Annual Report and Franchise Tax:
- The Partnership shall file an annual report with the Arkansas Secretary of State and pay any applicable franchise taxes as required to maintain its LLP status.
- Failure to comply with these requirements will be deemed a violation of the Arkansas LLP statute.
Dissolution:
- The Partnership shall dissolve upon the occurrence of any of the following events:
- The unanimous agreement of the Partners.
- The death, disability, or bankruptcy of all Partners.
- [Other Dissolution Events].
- Upon dissolution, the assets of the Partnership shall be distributed in the following order of priority: (1) to creditors, (2) to Partners in proportion to their capital accounts.
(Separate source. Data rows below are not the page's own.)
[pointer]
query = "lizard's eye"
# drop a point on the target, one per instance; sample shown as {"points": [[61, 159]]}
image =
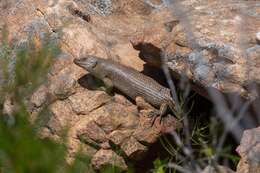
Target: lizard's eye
{"points": [[86, 62], [90, 62]]}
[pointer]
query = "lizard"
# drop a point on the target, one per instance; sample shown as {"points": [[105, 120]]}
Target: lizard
{"points": [[129, 81]]}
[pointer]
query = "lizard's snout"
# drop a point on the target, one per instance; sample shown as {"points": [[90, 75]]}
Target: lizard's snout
{"points": [[85, 62]]}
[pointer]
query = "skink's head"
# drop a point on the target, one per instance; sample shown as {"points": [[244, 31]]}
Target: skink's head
{"points": [[88, 62]]}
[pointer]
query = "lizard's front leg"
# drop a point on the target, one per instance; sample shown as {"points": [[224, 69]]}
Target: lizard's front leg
{"points": [[108, 85]]}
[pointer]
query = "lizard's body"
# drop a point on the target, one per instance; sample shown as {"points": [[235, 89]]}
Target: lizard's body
{"points": [[128, 80]]}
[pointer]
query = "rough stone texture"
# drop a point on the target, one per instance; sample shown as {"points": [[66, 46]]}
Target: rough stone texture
{"points": [[249, 150], [213, 43]]}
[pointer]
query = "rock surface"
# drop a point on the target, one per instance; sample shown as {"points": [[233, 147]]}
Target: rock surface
{"points": [[213, 43], [249, 150]]}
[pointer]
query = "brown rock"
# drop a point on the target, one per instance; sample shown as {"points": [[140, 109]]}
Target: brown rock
{"points": [[104, 157], [133, 149], [94, 132], [249, 150], [85, 101]]}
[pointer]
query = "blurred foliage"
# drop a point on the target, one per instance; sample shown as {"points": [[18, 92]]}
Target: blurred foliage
{"points": [[22, 70]]}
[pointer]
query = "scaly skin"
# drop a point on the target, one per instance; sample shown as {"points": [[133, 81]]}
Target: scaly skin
{"points": [[129, 81]]}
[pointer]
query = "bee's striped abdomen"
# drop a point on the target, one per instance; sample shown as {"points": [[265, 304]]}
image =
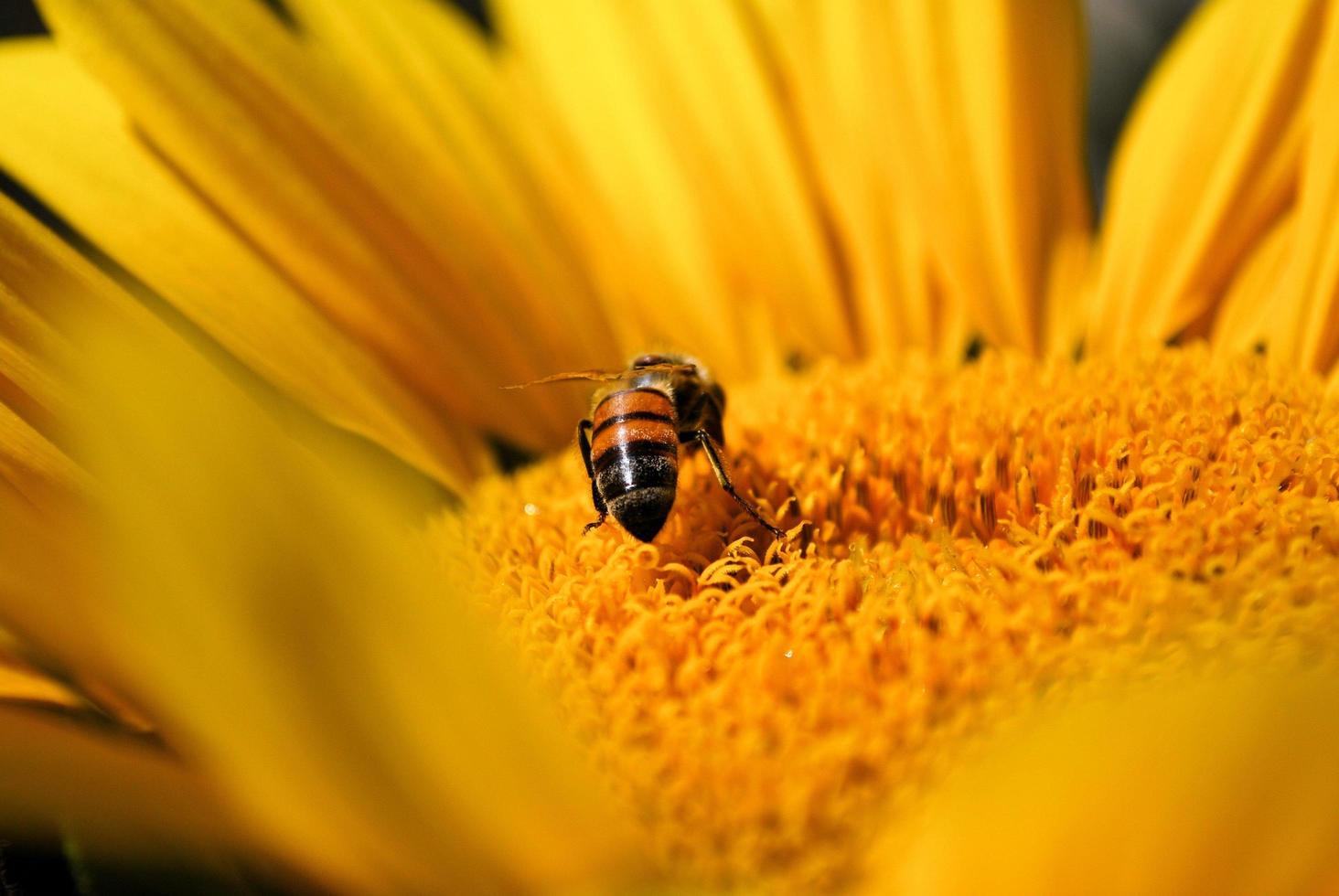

- The Partnership shall provide required notifications to the Arkansas Secretary of State upon dissolution.
Dispute Resolution:
- Any dispute arising out of or relating to this Agreement shall be resolved through mandatory mediation in [City, State].
- If mediation is unsuccessful, the dispute shall be resolved through binding arbitration in accordance with the rules of the American Arbitration Association.
- This Agreement shall be governed by and construed in accordance with the laws of the State of Arkansas, and venue for any legal proceeding shall be exclusively in [County] County, Arkansas.
Insurance:
- The Partnership shall maintain insurance coverage as deemed necessary, including but not limited to [Types of Insurance]. If the business involves professions with state-mandated coverage (e.g., attorneys, CPAs), the coverage shall comply with those state requirements.
Amendment:
- This Agreement may be amended only by a written instrument signed by all of the Partners.
- Partner notification requirements under Arkansas law shall be followed for any amendments.
Miscellaneous:
- This Agreement constitutes the entire agreement among the Partners with respect to the subject matter hereof.
- This Agreement may be executed in counterparts, including electronic signatures or remote execution methods consistent with Arkansas practice.
- [Add any customizations tailored to the specific industry or business model here].
Compliance Assurances
- The LLP assures compliance with all Arkansas regulatory, licensure, and tax requirements applicable to the business. All terms are specifically adaptable to the actual business, service lines, risk apportionments, and management expectations of the Arkansas LLP in practice.
IN WITNESS WHEREOF, the parties have executed this Agreement as of the date first written above.